Moitalel Naadokila

Personal information
- Full name: Moitalel Mpoke Naadokila
- Born: 8 February 2001 (age 25) Nairobi, Kenya

Sport
- Country: Kenya
- Sport: Athletics
- Event: 400m hurdles
- College team: Texas A&M Aggies

Achievements and titles
- Personal best(s): 48.70 (Eugene, 2021)

Medal record
Men's athletics
Representing Kenya
World U18 Championships
| Silver medal – second place | 2017 Nairobi | 400 m hurdles |

= Moitalel Naadokila =

Kenyan athlete

Moitalel Mpoke Naadokila (born 8 February 2001) is a Kenyan athlete who competes in the 400m hurdles. He represented Kenya at the 2022 World Athletics Championships.

==Career==
Competing in Nairobi, he won the silver medal in the 400m hurdles at the 2017 IAAF World U18 Championships, running a personal best time of 52.06 metres to finish behind Sokwakhana Zazini of South Africa.

In 2019, while studying at South Plains College in the United States, he achieved NJCAA All-American honours by placing third in the 400m hurdles running 51.12. Then, in 2020 he was the NJCAA National Champion in the 600m and 800m.

In May 2021 he achieved qualification for the delayed 2020 Tokyo Olympics as he clocked 48.89 seconds to win the 400m hurdles during the South Eastern Conference Outdoor Championships at the E.B Cushing Stadium in Texas, competing for Texas A&M University. In doing so he became the first athlete in the history of the University to run a sub 49 seconds in the 400m hurdles. He lowered his personal best to 48.70 seconds in finishing fourth at the 2021 NCAA Outdoor Championships in Eugene, Oregon. However, he was unable to compete at the Olympics later in the year as he had not been part of the dope testing programme expected from an athlete from the Kenyan federation.

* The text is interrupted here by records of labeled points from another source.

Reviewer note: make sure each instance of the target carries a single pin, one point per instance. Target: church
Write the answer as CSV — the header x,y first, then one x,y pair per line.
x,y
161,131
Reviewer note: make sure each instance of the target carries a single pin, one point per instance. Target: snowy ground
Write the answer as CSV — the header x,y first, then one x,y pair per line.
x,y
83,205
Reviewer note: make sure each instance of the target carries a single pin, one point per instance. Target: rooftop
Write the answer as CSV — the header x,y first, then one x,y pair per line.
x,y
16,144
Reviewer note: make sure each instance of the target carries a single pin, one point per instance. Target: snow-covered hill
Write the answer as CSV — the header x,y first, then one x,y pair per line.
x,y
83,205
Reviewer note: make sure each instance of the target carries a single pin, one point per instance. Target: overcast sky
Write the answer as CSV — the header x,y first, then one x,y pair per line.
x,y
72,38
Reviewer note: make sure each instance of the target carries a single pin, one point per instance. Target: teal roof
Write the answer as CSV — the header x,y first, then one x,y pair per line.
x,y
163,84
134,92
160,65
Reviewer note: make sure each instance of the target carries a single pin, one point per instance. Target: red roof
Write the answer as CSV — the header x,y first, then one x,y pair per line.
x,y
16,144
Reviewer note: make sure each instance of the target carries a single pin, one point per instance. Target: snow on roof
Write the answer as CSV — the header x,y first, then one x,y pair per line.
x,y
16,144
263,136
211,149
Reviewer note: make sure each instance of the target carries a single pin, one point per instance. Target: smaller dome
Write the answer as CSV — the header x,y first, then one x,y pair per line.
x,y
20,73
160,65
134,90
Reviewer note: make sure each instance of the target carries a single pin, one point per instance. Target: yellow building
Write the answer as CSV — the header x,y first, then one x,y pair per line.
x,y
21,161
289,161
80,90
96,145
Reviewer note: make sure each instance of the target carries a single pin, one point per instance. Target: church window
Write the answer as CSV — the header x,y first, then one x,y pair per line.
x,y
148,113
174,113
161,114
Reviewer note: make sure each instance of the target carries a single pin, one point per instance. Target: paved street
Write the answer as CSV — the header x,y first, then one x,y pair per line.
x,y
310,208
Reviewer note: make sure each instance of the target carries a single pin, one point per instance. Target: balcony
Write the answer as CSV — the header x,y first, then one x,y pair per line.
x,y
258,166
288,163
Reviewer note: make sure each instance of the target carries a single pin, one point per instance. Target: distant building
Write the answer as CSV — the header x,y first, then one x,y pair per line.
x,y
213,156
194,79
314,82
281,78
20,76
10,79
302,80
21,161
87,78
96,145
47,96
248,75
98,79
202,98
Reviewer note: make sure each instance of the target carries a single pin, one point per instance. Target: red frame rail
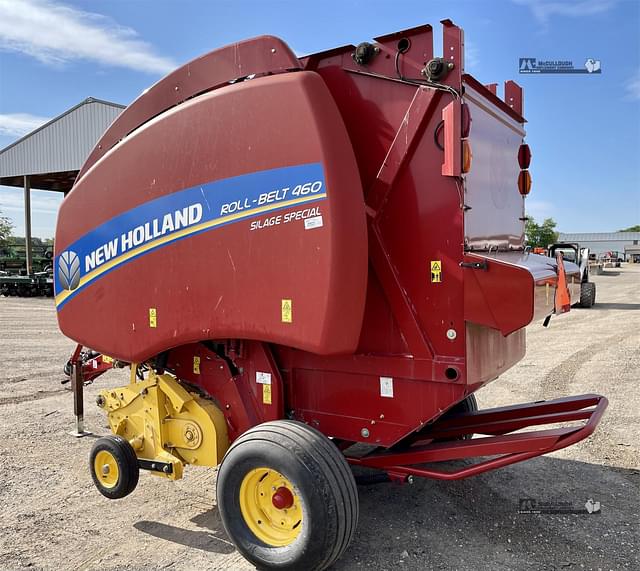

In December 2021, he ran a personal best for the 600 metres indoors for the Texas Aggies, running 1:16.92 to finish runner-up to Brandon Miller.

In July 2022, he competes in the men's 400 metres hurdles at the 2022 World Athletics Championships in Eugene, Oregon, where he qualified for the semi-finals before he finished sixth in his semi-final heat in 49.34 seconds, two seconds behind the winner, Brazilian Alison Dos Santos.

He was runner-up to Wiseman Mukhobe in the 400m hurdles at the 2024 Kenyan Olympic Trials in June 2024.